Government estimates show that in the fifteen-year period from 1929 to 1943, inclusive, wages and salaries in the United States averaged 69 percent of the national income. In the five-year period 1956–1960 they also averaged 69 percent of the national income! In the five-year period 1972–1976 wages and salaries averaged 66 percent of national income, and when supplements are added, total compensation of employees averaged 76 percent of national income. These wages and salaries, of course, had to be paid out of the national product. While there would have to be both deductions from these figures and additions to them to provide a fair estimate of “labor’s” income, we can assume on this basis that labor costs cannot be less than about two-thirds of total production costs and may run above three-quarters (depending upon our definition of labor). If we take the lower of these two estimates, and assume also that dollar profit margins would be unchanged, it is clear that an increase of 30 percent in wage costs all around the circle would mean an increase of nearly 20 percent in prices.
But such a change would mean that the dollar profit margin, representing the income of investors, managers and the self-employed, would then have, say, only 84 percent as much purchasing power as it had before. The long-run effect of this would be to cause a diminution of investment and new enterprise compared with what it would otherwise have been, and consequent transfers of men from the lower ranks of the self-employed to the higher ranks of wage-earners, until the previous relationships had been approximately restored. But this is only another way of saying that a 30 percent increase in wages under the conditions assumed would eventually mean also a 30 percent increase in prices.
It does not necessarily follow that wage-earners would make no relative gains. They would make a relative gain, and other elements in the population would suffer a relative loss, during the period of transition. But it is improbable that this relative gain would mean an absolute gain. For the kind of change in the relationship of costs to prices contemplated here could hardly take place without bringing about unemployment and unbalanced, interrupted or reduced production. So that while labor might get a wider slice of a smaller pie, during this period of transition and adjustment to a new equilibrium, it may be doubted whether this would be greater in absolute size (and it might easily be less) than the previous narrower slice of a larger pie.
4
This brings us to the general meaning and effect of economic equilibrium. Equilibrium wages and prices are the wages and prices that equalize supply and demand. If, either through government or private coercion, an attempt is made to lift prices above their equilibrium level, demand is reduced and therefore production is reduced. If an attempt is made to push prices below their equilibrium level, the consequent reduction or wiping out of profits will mean a falling off of supply or new production. Therefore any attempt to force prices either above or below their equilibrium levels (which are the levels toward which a free market constantly tends to bring them) will act to reduce the volume of employment and production below what it would otherwise have been.
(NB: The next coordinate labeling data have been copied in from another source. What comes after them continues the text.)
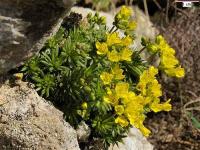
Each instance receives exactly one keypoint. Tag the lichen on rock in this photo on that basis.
(27, 121)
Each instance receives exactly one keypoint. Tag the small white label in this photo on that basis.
(187, 4)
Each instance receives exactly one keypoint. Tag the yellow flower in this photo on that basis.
(132, 25)
(121, 89)
(130, 97)
(119, 109)
(126, 54)
(168, 61)
(106, 77)
(84, 105)
(144, 130)
(148, 85)
(102, 48)
(156, 106)
(122, 121)
(154, 89)
(117, 72)
(177, 72)
(127, 41)
(108, 91)
(113, 56)
(113, 38)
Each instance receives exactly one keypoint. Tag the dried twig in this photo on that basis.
(146, 8)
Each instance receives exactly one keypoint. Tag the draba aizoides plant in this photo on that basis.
(93, 74)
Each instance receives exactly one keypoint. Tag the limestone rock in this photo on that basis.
(27, 121)
(144, 25)
(135, 140)
(83, 132)
(25, 25)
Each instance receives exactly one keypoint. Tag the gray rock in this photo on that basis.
(27, 121)
(25, 25)
(144, 25)
(135, 140)
(83, 132)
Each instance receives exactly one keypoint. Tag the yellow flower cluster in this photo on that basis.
(115, 74)
(130, 108)
(123, 19)
(168, 62)
(116, 48)
(150, 89)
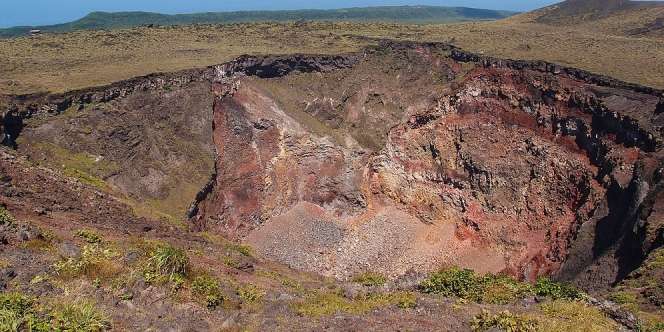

To return, then, to the doctrine that labor must get “enough to buy back the product.” The national product, it should be obvious, is neither created nor bought by manufacturing labor alone. It is bought by everyone—by white collar workers, professional men, farmers, employers, big and little, by investors, grocers, butchers, owners of small drugstores and gasoline stations—by everybody, in short, who contributes toward making the product.
As to the prices, wages and profits that should determine the distribution of that product, the best prices are not the highest prices, but the prices that encourage the largest volume of production and the largest volume of sales. The best wage rates for labor are not the highest wage rates, but the wage rates that permit full production, full employment and the largest sustained payrolls. The best profits, from the standpoint not only of industry but of labor, are not the lowest profits, but the profits that encourage most people to become employers or to provide more employment than before.
If we try to run the economy for the benefit of a single group or class, we shall injure or destroy all groups, including the members of the very class for whose benefit we have been trying to run it. We must run the economy for everybody.
1A. C. Pigou, The Theory of Unemployment (1933), p. 96.
2Paul H. Douglas, The Theory of Wages (1934), p. 501.
Chapter XXII
THE FUNCTION OF PROFITS
THE INDIGNATION SHOWN by many people today at the mention of the very word profits indicates how little understanding there is of the vital function that profits play in our economy. To increase our understanding, we shall go over again some of the ground already covered in chapter fifteen on the price system, but we shall view the subject from a different angle.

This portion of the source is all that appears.